The Putin administration reportedly paid Russian pop star Alisa Vox 2 million rubles ($35,000) to appear in a music video featuring a song that would “take to task the anti-Kremlin opposition,” a source close to the singer told the website Meduza. The same source said Vox and her collaborators are also counting on further work orders from the Kremlin.
Vox’s new song, “Baby Boy,” landed on YouTube this Monday, where it’s attracted 1.3 million views and an impressive 160,000 “down votes” against just 11,000 “up votes.” In a recent Web feature story, The Moscow Times translated Vox’s lyrics into English, including such memorable lines as “Freedom, money, girls — you’ll get it all, even power. So, kid, stay out of politics, and give your brain a shower.”
Vox, a former singer in the rock band Leningrad, told Meduza that she wrote “Baby Boy” herself, and said she’s been “driven nuts” by questions about the Kremlin’s supposed role in creating the song.
In an interview with RBC-TV on Tuesday, Vox said she wrote “Baby Boy” out of concern “for the fate of those who are being deceived and misled,” referring to the thousands of young people who joined Alexei Navalny’s anti-corruption rallies across the country on March 26. “At the very least, climbing up lampposts is dangerous, because what if you fall from there,” Vox added, referring to a widely shared photograph from Pushkin Square during Navalny’s rally showing a police officer trying to pull down two protesters from atop a streetlight.
Meduza also managed to track down one of the men who appeared as a band member in the “Baby Boy” music video.
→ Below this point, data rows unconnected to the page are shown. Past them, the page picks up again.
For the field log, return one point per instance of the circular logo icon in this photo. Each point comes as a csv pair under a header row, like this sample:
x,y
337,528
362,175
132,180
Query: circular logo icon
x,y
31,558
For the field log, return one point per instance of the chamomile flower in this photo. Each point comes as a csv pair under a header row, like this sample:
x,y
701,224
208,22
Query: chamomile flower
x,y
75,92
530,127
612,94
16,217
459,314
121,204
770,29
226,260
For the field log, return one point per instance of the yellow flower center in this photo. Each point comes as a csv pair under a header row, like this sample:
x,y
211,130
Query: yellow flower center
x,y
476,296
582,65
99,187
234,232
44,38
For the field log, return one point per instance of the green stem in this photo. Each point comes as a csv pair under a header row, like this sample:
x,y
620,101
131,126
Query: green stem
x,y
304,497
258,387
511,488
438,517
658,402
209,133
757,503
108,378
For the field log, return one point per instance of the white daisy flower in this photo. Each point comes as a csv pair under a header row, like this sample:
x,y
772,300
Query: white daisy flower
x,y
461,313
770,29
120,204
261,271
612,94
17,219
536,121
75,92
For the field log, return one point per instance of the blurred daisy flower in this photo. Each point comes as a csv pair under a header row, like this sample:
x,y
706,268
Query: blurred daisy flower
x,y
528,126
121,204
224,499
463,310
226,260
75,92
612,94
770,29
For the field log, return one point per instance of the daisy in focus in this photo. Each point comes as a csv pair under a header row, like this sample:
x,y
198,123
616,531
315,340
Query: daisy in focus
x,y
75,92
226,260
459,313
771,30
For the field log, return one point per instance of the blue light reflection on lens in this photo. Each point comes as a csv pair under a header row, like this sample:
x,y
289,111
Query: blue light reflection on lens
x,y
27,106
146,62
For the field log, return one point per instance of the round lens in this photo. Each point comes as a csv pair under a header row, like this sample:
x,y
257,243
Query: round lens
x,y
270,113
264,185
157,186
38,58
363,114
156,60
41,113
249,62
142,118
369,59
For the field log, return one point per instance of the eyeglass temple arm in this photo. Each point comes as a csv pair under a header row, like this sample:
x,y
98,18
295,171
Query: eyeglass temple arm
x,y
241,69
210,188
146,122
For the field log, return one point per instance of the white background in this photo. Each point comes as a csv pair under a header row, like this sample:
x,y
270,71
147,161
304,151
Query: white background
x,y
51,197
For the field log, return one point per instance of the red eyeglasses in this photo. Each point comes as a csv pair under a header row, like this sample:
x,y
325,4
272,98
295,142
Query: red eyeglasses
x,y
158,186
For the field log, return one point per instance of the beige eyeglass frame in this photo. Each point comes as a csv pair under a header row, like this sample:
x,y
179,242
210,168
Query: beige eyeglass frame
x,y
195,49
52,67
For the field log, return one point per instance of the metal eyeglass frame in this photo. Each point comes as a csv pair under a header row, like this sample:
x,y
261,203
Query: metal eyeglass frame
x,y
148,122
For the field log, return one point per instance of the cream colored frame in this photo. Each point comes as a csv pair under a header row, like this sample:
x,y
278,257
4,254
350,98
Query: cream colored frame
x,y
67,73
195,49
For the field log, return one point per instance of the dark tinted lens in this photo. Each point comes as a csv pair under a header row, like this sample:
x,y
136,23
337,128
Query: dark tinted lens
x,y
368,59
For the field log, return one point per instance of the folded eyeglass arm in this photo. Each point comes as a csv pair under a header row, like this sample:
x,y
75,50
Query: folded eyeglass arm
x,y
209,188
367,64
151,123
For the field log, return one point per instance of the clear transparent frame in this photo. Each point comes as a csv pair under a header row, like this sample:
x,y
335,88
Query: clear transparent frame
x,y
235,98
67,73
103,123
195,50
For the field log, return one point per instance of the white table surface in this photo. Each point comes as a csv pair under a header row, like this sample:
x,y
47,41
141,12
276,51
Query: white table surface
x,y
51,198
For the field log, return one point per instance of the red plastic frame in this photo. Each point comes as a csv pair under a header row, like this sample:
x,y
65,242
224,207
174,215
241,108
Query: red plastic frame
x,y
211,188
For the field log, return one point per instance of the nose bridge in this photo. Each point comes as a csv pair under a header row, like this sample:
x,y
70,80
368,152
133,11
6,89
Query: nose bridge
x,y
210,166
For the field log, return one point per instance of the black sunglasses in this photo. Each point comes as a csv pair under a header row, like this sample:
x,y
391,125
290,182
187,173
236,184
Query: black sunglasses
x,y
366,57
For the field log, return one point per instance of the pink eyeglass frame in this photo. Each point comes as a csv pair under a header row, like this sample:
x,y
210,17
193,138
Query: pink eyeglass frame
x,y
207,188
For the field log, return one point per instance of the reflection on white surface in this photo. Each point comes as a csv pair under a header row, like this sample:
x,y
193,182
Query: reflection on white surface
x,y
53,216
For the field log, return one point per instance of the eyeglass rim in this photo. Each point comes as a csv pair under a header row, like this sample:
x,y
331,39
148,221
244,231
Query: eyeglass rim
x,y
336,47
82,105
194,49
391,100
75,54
Oleg Belousov told the website that he responded to a casting call for “bearded ripped dudes” and received 5,000 rubles ($85) for a day’s filming — double the usual pay, he told Meduza.
Neither Belousov, Vox, nor Vox’s PR agent said they could identify the music video’s director. “I didn’t ask them what their names are,” Vox told Meduza, when asked about the production team. Her usual keyboardist also said he played no role in making “Baby Boy.”
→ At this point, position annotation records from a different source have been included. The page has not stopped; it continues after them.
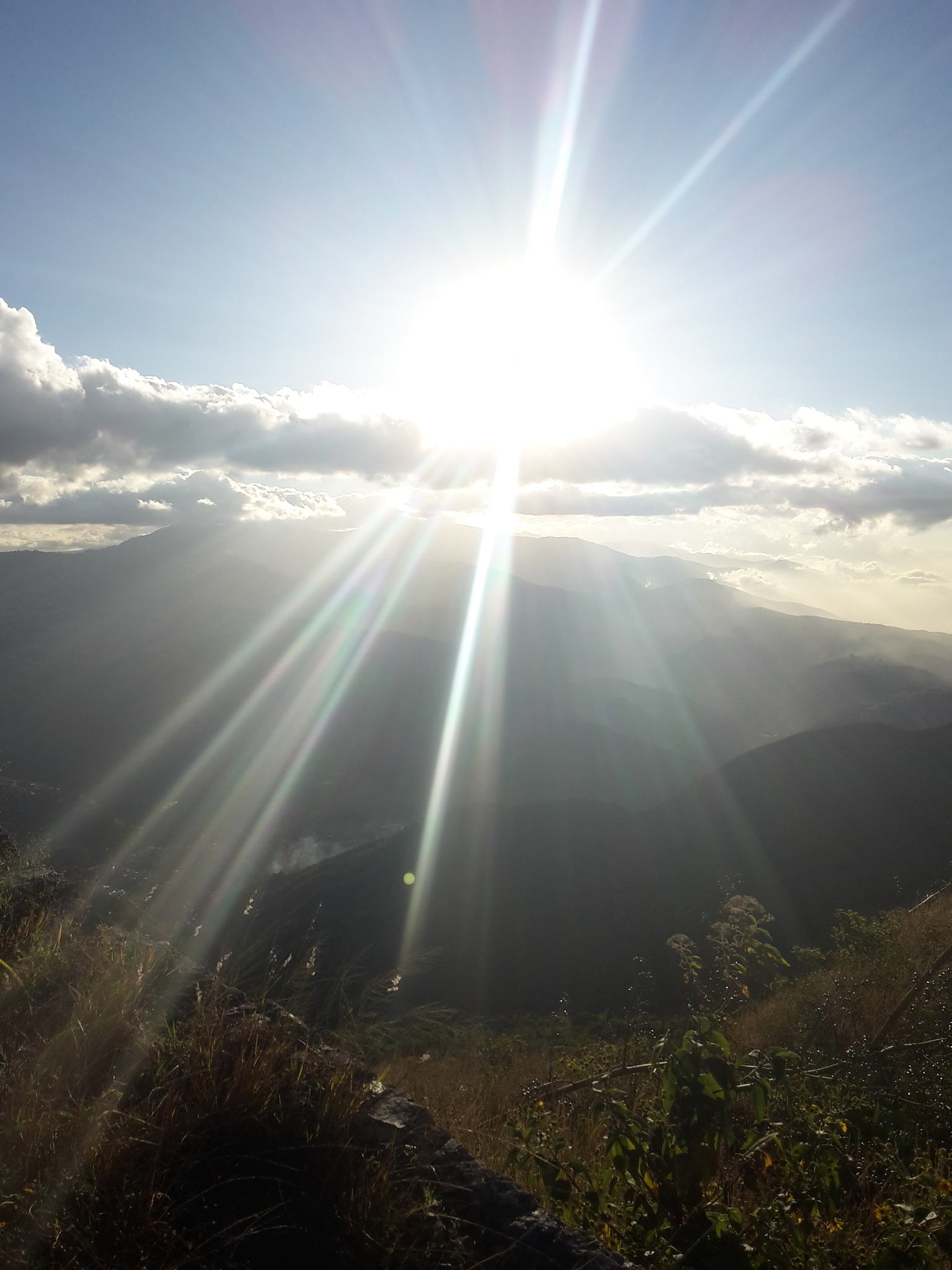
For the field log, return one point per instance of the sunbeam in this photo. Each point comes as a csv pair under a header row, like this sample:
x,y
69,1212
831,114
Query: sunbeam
x,y
493,557
724,139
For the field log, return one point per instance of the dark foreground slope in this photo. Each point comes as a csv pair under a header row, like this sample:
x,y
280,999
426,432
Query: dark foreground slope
x,y
527,905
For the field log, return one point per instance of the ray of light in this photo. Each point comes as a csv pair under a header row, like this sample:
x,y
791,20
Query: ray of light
x,y
343,566
495,535
558,140
736,125
231,841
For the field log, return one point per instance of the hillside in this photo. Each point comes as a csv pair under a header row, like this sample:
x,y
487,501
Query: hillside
x,y
177,667
534,904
Two sources in the Putin administration reportedly told Meduza that the Kremlin has no connection to Vox’s new song. One source suggested that the music video is likely the work of “some group of political analysts” or other “non-mainstream” actors, who are “trying to do something” that they think will help President Putin. The same source compared Vox’s song to a viral video released on YouTube in late April comparing Navalny to Adolf Hitler, which critics have also claimed was orchestrated by figures in the Putin administration — allegations the Kremlin denies.